Les producteurs de betteraves inquiets: le prix de leur récolte ne sera connu que dans un an

Qui accepterait d'être payé des mois et des mois après avoir effectué son travail ? Les producteurs de betteraves sont dans cette situation. Pour l'instant, c'est l'heure de la récolte. Mais les agriculteurs devront attendre un an pour connaître le prix exact de leur production à la tonne. La Raffinerie Tirlemontoise, avec qui les agriculteurs signent des contrats, justifie sa politique.

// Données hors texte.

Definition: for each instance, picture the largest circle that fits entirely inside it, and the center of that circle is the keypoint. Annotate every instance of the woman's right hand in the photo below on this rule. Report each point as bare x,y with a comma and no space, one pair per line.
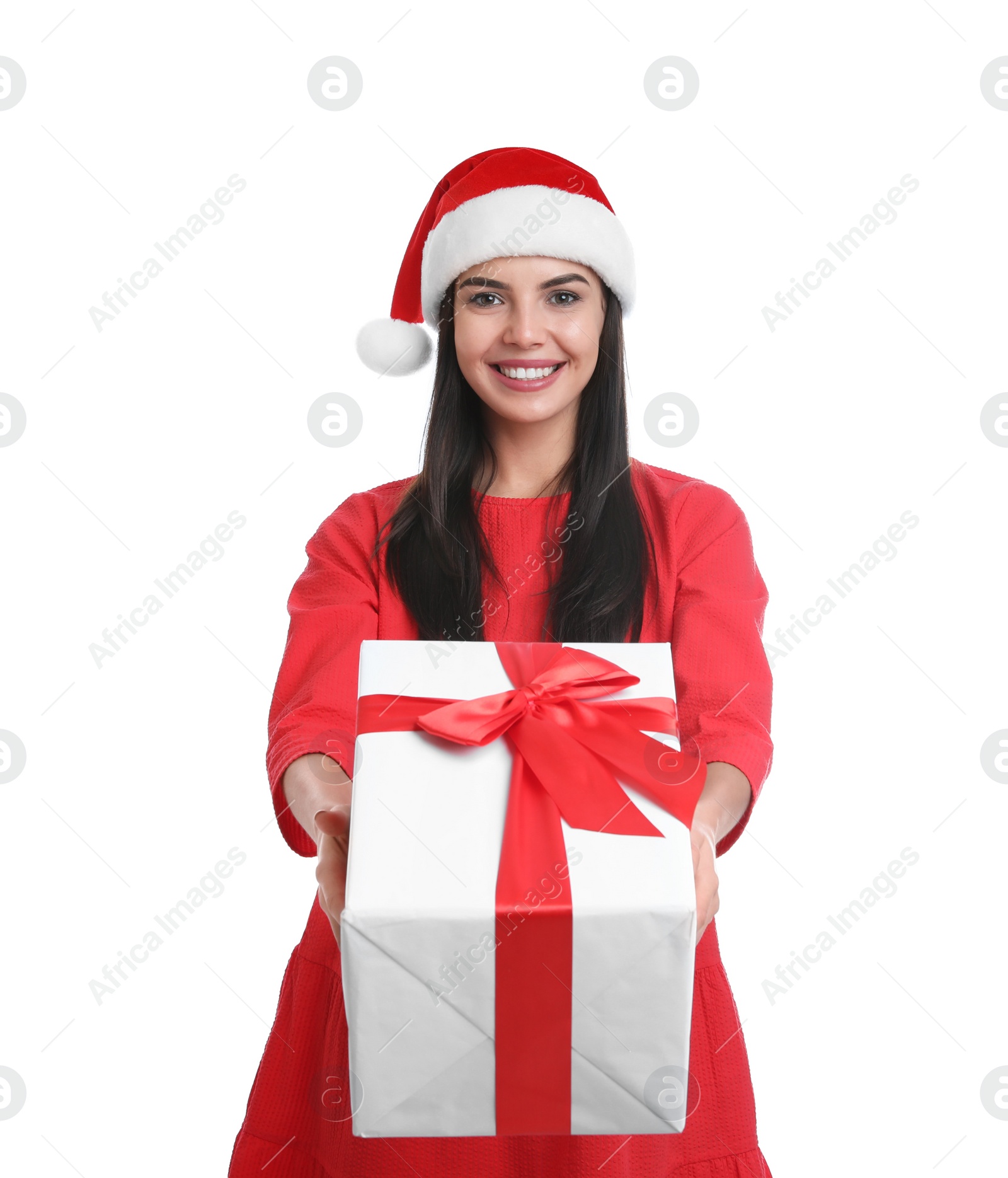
319,793
333,827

Avec la suppression des quotas betteraviers, Eric Royer, agriculteur à Fexhe-Slins, avait semé, au mois de mars, 90 hectares de betteraves, soit 20% de plus que l'an dernier. Les rendements sont bons, mais le producteur s'inquiète du délai entre la récolte et le paiement de la Raffinerie Tirlemontoise. L'exploitant agricole explique: "Vous ne plantez pas les betteraves comme vous voulez. En été 2016, nous avons dû choisir les parcelles qui seraient destinées à la culture betteravière. A cette époque, nous ne connaissions pas encore les modalités du nouveau contrat. Ce contrat a été finalisé et signé juste avant les plantations et nous ne saurons que fin 2018 quelle sera la rentabilité finale de notre culture betteravière".

Une situation incroyable

C'est une situation incroyable pour les agriculteurs qui ont le sentiment d'être pris pour des idiots. "On nous prend pour des cons au niveau des nouvelles normes de réception. Nous allons recevoir un acompte de 15 euros par tonne au mois de décembre, un autre petit acompte au mois de mars et le solde au mois de novembre, donc un an après la livraison, ce qui n'est absolument pas admissible", explique Roger Bataille, agriculteur à Lens-Saint-Servais.

Les dégâts du gel

La récolte de l'agriculteur se trouve pour l'instant sous bâche. Elle sera transportée à la râperie de Longchamps au mois de janvier. En espérant éviter les conséquences du gel. Eric Royer explique : "Nous sommes aujourd'hui fin novembre. La moitié de notre production est entrée en sucrerie. Le reste est à livrer, une partie dans le courant du mois de décembre et le solde seulement fin janvier. Notre plus grande crainte, c'est le gel. Une betterave, tant qu'elle est gelée, est travaillable mais notre plus grande crainte est d'avoir une grosse période de gel début janvier et un dégel rapide à partir du 15 janvier, ce qui pourrait mettre à mal la production qu'on devrait jeter".

La Raffinerie Tirlemontoise se justifie

Les responsables de la Raffinerie Tirlemontoise sont disposés à revoir les dates de paiement. Pour cette année, par rapport au versement du solde, un an après la récolte, l'entreprise sucrière justifie sa politique. "Le sucre est en train d'être vendu pour le moment, donc nous ne connaissons pas encore le prix de vente de tout le sucre qui va être produit pendant cette campagne. Ce qui explique qu'il y a un délai par rapport à la connaissance du prix de vente final du sucre que nous allons produire pendant cette campagne", dit Lucie Lejeune, bioingénieure à la Raffinerie Tirlemontoise.

Se diversifier est nécessaire

Les agriculteurs ont tout intérêt à ne pas mettre tous leurs oeufs dans le même panier. Roger Bataille produit également des pommes de terre. Il stocke sa marchandise dans un hangar et a l'objectif de la vendre au meilleur prix. "On espère toujours, en diversifiant, avoir plus de cordes à son arc. Ici, nous sommes sur un marché tout à fait différent, il y a de la concurrence, il y a de la demande pour la pomme de terre. Nous maîtrisons mieux la commercialisation, donc on espère au bout de l'année avoir une rentabilité correcte de notre ferme".

Une rémunération décente

Les producteurs de betteraves mettent en garde les dirigeants de la Raffinerie Tirlemontoise. Si cette culture ne leur rapporte pas une rémunération correcte, ils ne sèmeront plus de betteraves. Pour produire du sucre, la Raffinerie Tirlemontoise a besoin d'eux à tout prix.